C4 collection: computational gene sets
Computational gene sets defined by mining large collections of cancer-oriented expression data. This
collection is divided into three subcollections: Curated Cancer Cell Atlas (3CA), Cancer gene neighborhoods (CGN), and Cancer modules (CM).
> C4 subcollection 3CA: Curated Cancer Cell Atlas
Gene sets defined by Gavish et al. Hallmarks of Transcriptional Intratumour Heterogeneity across a Thousand Tumours. Nature 1-9 (2023).
doi:10.1038/s41586-023-06130-4. Briefly, the authors curated, annotated and integrated the data from 77 different studies to reveal
the patterns of transcriptional inter-tumoral heterogenity across 1,163 tumour samples covering 24 tumor types. They identifed 41 consensus
meta-programs among the malignant cells (gene sets named with prefix GAVISH_3CA_MALIGNANT_METAPROGRAM_), each consisting of genes which were
coordinately upregulated in subpopulations of cells within many tumors. The meta-programs cover diverse cellular processes including both
generic (for example, cell cycle and stress) and lineage-specific patterns.

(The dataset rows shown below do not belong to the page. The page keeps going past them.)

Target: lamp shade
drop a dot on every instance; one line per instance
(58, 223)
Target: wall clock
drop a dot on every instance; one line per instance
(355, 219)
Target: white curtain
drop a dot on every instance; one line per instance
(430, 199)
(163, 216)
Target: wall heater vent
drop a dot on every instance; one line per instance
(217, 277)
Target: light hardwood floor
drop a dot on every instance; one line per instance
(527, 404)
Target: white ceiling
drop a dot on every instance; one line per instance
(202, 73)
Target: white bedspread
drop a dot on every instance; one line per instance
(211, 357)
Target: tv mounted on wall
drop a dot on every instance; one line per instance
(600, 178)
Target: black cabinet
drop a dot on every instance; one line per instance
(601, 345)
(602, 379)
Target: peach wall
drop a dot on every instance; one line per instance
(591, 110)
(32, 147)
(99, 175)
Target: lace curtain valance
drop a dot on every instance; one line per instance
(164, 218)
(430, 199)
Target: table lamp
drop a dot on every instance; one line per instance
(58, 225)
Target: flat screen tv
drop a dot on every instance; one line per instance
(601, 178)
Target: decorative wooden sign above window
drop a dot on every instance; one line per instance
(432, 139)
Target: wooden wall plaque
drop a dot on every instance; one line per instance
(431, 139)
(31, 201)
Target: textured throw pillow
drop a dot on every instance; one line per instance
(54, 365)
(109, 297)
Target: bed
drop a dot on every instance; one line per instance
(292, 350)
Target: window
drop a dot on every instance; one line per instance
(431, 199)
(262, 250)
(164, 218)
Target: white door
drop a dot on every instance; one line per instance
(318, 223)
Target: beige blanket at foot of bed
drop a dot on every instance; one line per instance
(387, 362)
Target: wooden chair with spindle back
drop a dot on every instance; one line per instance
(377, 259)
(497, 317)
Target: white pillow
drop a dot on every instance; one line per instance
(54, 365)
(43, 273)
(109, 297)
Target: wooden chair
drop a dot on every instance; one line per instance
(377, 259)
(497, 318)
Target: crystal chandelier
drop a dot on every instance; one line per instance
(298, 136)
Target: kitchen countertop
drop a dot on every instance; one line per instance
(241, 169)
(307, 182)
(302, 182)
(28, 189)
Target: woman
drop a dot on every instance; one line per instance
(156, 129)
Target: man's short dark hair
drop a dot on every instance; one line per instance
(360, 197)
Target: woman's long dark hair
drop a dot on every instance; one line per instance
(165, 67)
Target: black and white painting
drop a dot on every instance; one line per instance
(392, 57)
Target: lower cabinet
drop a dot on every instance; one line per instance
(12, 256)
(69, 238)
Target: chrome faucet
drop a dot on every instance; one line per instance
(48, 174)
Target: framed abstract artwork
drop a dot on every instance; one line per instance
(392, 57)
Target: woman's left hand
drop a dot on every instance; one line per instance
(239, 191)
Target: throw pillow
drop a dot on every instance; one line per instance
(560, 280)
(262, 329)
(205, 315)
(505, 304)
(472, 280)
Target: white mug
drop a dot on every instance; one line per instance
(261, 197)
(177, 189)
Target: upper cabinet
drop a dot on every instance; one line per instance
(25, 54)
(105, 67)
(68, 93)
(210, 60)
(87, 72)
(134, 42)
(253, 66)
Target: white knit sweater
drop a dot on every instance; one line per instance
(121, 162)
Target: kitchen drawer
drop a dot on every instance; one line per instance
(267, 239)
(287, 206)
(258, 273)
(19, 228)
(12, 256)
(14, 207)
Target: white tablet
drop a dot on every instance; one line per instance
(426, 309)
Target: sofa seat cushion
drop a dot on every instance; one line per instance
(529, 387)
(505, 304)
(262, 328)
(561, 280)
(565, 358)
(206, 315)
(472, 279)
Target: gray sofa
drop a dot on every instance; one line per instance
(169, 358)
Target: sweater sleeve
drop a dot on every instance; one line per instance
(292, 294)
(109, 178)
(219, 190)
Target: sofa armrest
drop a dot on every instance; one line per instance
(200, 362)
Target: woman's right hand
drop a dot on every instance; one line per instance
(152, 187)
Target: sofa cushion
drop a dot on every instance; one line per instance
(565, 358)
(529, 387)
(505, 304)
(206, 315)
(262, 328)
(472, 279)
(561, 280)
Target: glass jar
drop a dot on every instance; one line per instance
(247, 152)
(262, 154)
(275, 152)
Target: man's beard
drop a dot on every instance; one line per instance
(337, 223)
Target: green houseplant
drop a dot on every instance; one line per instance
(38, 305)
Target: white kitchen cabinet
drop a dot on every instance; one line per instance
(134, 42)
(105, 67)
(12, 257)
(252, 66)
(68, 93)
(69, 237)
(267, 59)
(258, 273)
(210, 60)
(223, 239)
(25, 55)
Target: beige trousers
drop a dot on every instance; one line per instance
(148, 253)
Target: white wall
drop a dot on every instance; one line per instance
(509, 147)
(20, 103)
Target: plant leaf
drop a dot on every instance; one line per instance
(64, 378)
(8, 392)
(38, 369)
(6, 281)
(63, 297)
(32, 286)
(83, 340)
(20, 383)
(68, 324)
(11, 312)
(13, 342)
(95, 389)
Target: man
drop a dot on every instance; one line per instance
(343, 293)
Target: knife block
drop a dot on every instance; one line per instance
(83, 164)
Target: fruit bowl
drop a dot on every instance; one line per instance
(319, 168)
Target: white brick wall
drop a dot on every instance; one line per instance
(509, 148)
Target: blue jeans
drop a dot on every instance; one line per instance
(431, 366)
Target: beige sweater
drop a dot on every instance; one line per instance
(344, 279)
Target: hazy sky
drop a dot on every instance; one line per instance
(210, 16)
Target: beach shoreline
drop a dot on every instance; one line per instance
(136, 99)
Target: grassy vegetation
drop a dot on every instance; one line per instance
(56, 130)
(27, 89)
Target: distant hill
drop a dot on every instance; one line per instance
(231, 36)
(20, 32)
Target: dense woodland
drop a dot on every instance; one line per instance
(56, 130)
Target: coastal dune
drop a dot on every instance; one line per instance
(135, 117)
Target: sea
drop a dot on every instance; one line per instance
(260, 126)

The authors further extended the meta-program analysis to six
common non-malignant cell types (gene sets named with prefix GAVISH_3CA_METAPROGRAM_). See also
https://www.weizmann.ac.il/sites/3CA/.
> C4 subcollection CGN: Cancer gene neighborhoods
In our GSEA paper, Subramanian,
Tamayo et al. 2005, PNAS 102, 15545-15550, we mined 4 expression
compendia datasets for correlated gene sets, starting with a list of 380 cancer-associated genes curated
from internal resources and
Brentani, Caballero et al. Human Cancer Genome Project/Cancer Genome
Anatomy Project Annotation Consortium.; Human Cancer Genome Project Sequencing Consortium. The
generation and utilization of a cancer-oriented representation of the human transcriptome by using
expressed sequence tags. Proc Natl Acad Sci U S A. 2003 Nov 11;100(23):13418-23. Using the profile of a
given gene as a template, we ordered every other gene in the data set by its Pearson correlation coefficient.

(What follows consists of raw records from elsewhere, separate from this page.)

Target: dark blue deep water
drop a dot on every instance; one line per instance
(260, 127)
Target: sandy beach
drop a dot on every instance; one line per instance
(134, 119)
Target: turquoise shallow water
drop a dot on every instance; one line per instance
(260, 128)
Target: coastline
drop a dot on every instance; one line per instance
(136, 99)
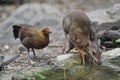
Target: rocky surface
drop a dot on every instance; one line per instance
(45, 15)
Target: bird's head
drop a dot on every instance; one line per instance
(46, 31)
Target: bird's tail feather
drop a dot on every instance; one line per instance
(16, 29)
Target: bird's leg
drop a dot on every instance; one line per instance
(82, 55)
(34, 53)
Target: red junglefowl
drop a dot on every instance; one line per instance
(81, 34)
(32, 37)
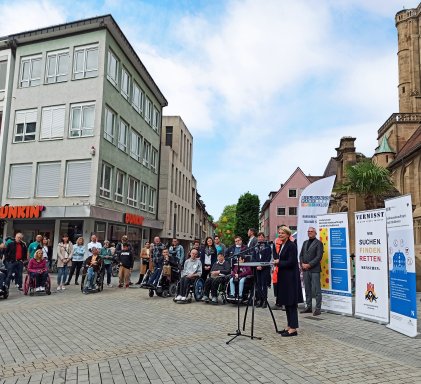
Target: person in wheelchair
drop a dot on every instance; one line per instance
(191, 271)
(165, 260)
(93, 265)
(239, 275)
(218, 275)
(38, 271)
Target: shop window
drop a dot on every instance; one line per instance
(20, 180)
(74, 228)
(100, 230)
(115, 232)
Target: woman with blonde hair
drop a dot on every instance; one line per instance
(77, 260)
(64, 260)
(289, 282)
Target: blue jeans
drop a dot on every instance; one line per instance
(40, 278)
(15, 267)
(90, 278)
(240, 286)
(62, 275)
(108, 268)
(153, 280)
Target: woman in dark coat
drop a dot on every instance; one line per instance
(208, 257)
(289, 282)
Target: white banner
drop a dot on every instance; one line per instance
(400, 232)
(336, 270)
(314, 200)
(371, 266)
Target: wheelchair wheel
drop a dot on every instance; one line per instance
(199, 284)
(172, 290)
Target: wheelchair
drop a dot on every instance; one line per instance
(29, 286)
(195, 289)
(98, 280)
(247, 291)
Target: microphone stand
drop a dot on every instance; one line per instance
(238, 330)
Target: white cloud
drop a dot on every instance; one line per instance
(27, 15)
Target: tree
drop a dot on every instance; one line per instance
(367, 180)
(226, 225)
(248, 207)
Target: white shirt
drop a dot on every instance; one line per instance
(91, 245)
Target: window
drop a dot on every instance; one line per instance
(138, 98)
(3, 69)
(122, 135)
(280, 211)
(106, 176)
(135, 145)
(148, 111)
(82, 119)
(48, 179)
(143, 196)
(119, 186)
(155, 121)
(78, 178)
(109, 126)
(30, 71)
(125, 83)
(154, 159)
(52, 122)
(132, 192)
(112, 70)
(20, 180)
(85, 62)
(152, 194)
(25, 125)
(146, 153)
(168, 136)
(57, 67)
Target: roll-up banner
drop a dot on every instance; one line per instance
(371, 266)
(336, 270)
(400, 232)
(314, 200)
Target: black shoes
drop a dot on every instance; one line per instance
(288, 334)
(308, 310)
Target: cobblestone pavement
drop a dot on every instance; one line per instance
(124, 336)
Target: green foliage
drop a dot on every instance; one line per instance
(367, 180)
(226, 225)
(248, 207)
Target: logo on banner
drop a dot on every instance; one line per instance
(370, 293)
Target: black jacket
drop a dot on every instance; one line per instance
(126, 259)
(11, 252)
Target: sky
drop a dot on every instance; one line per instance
(264, 86)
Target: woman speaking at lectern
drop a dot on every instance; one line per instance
(289, 283)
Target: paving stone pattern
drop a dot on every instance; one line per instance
(124, 336)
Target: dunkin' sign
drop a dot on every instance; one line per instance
(21, 211)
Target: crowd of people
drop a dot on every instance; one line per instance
(213, 262)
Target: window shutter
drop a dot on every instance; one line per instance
(31, 116)
(46, 123)
(78, 181)
(48, 180)
(57, 126)
(20, 180)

We applied a cutoff of R ≥ 0.85 to extract correlated genes. The calculation of neighborhoods is done
independently in each compendium. In this way, a given oncogene may have up to four "types" of
neighborhoods according to the correlation present in each compendium. Neighborhoods with <25 genes at
this threshold were omitted yielding the final 427 sets.
- GNF2: Human tissue compendium (Novartis).

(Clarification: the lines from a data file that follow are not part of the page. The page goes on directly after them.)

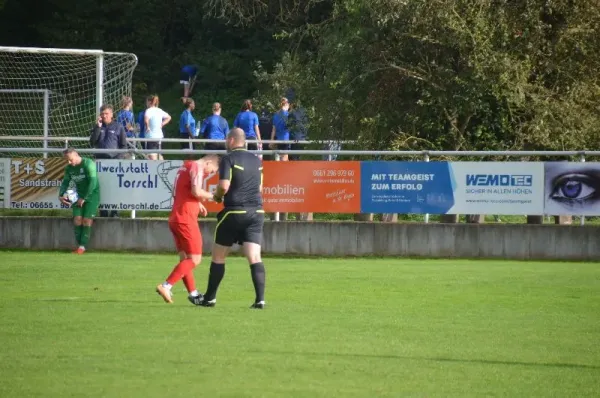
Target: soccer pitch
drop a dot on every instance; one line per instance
(93, 326)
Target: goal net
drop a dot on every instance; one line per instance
(47, 94)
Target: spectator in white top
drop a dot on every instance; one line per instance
(155, 119)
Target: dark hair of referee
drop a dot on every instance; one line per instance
(241, 221)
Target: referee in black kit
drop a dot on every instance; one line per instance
(242, 219)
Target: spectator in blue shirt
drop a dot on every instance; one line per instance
(142, 124)
(248, 121)
(187, 124)
(281, 131)
(215, 127)
(125, 117)
(188, 78)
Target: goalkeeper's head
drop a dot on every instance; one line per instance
(72, 156)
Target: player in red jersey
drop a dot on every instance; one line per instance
(183, 223)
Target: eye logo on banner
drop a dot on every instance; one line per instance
(572, 188)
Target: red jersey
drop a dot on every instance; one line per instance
(186, 206)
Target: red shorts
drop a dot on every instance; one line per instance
(187, 237)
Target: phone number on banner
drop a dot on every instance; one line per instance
(38, 205)
(333, 173)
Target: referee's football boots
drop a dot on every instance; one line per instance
(258, 306)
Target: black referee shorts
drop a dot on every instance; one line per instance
(239, 226)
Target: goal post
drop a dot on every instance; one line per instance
(63, 87)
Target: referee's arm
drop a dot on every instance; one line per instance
(225, 170)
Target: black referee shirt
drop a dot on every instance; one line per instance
(244, 171)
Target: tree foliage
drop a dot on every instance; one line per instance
(451, 74)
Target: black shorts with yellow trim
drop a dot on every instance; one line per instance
(239, 226)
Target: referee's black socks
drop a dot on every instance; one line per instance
(258, 279)
(217, 271)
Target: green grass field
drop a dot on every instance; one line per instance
(92, 326)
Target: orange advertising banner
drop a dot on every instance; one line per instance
(306, 187)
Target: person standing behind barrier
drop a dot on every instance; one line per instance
(248, 121)
(155, 119)
(215, 127)
(265, 128)
(108, 134)
(280, 131)
(187, 124)
(187, 77)
(125, 116)
(142, 123)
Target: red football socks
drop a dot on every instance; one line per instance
(189, 281)
(183, 269)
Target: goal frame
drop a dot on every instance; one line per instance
(46, 93)
(99, 55)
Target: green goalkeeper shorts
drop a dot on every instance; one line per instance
(89, 209)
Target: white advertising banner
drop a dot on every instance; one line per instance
(138, 184)
(34, 183)
(4, 183)
(512, 188)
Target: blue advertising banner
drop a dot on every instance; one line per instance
(406, 187)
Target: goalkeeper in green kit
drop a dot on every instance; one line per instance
(82, 172)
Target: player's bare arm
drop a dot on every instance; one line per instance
(222, 189)
(200, 193)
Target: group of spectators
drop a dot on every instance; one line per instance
(288, 123)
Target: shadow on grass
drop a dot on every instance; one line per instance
(434, 359)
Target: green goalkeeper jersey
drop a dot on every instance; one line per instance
(85, 178)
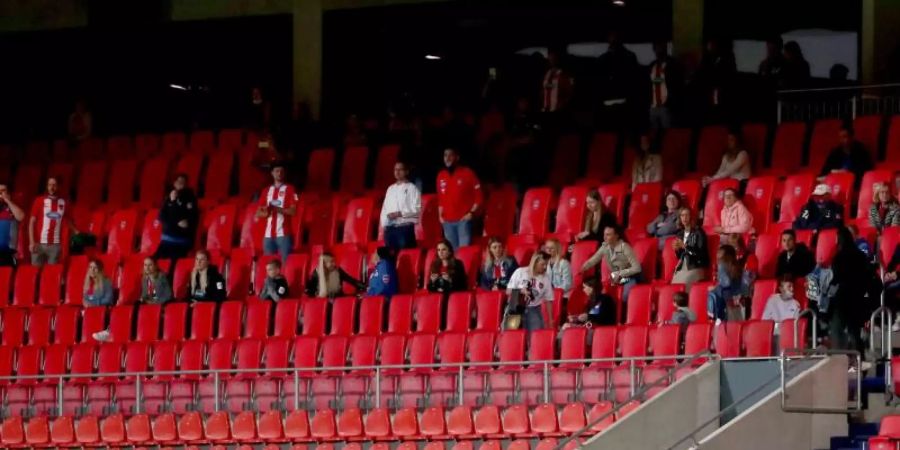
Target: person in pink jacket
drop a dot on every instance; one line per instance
(735, 217)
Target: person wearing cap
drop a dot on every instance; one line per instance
(821, 212)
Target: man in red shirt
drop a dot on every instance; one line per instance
(459, 198)
(278, 204)
(48, 212)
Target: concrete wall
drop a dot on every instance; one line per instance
(766, 426)
(667, 416)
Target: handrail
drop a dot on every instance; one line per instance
(634, 395)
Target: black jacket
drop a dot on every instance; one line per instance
(799, 265)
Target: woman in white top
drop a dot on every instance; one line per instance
(735, 161)
(535, 288)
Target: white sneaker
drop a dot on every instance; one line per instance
(102, 336)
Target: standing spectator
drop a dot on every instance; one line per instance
(885, 211)
(207, 284)
(735, 217)
(558, 267)
(497, 266)
(48, 214)
(383, 280)
(848, 156)
(459, 199)
(98, 290)
(534, 289)
(10, 217)
(446, 274)
(597, 218)
(327, 281)
(647, 164)
(735, 161)
(625, 269)
(275, 286)
(81, 122)
(666, 83)
(278, 204)
(820, 211)
(691, 249)
(666, 224)
(400, 210)
(178, 216)
(795, 260)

Gene expression profiles from the Novartis normal tissue compendium, as published in Su AI, Wiltshire T, Batalov S,
Lapp H, Ching KA, Block D, Zhang J, Soden R, Hayakawa M, Kreiman G, Cooke MP, Walker JR, Hogenesch JB. A gene atlas of the
mouse and human protein-encoding transcriptomes. Proc Natl Acad Sci U S A. 2004 Apr 20;101(16):6062-7.
- CAR: Novartis carcinoma compendium (Novartis).
Gene expression profiles from the Novartis carcinoma tissue compendium, as published in Su AI, Welsh JB, Sapinoso LM,
Kern SG, Dimitrov P, Lapp H, Schultz PG, Powell SM, Moskaluk CA, Frierson HF Jr, Hampton GM. Molecular classification of human
carcinomas by use of gene expression signatures. Cancer Res. 2001 Oct 15;61(20):7388-93.
- GCM: Global Cancer Map (Broad Institute).
Gene expression profiles from the global cancer map, as published in Ramaswamy S, Tamayo P, Rifkin R, Mukherjee S, Yeang CH,
Angelo M, Ladd C, Reich M, Latulippe E, Mesirov JP, Poggio T, Gerald W, Loda M, Lander ES, Golub TR. Multiclass cancer diagnosis
using tumor gene expression signatures. Proc Natl Acad Sci U S A. 2001 Dec 18;98(26):15149-54.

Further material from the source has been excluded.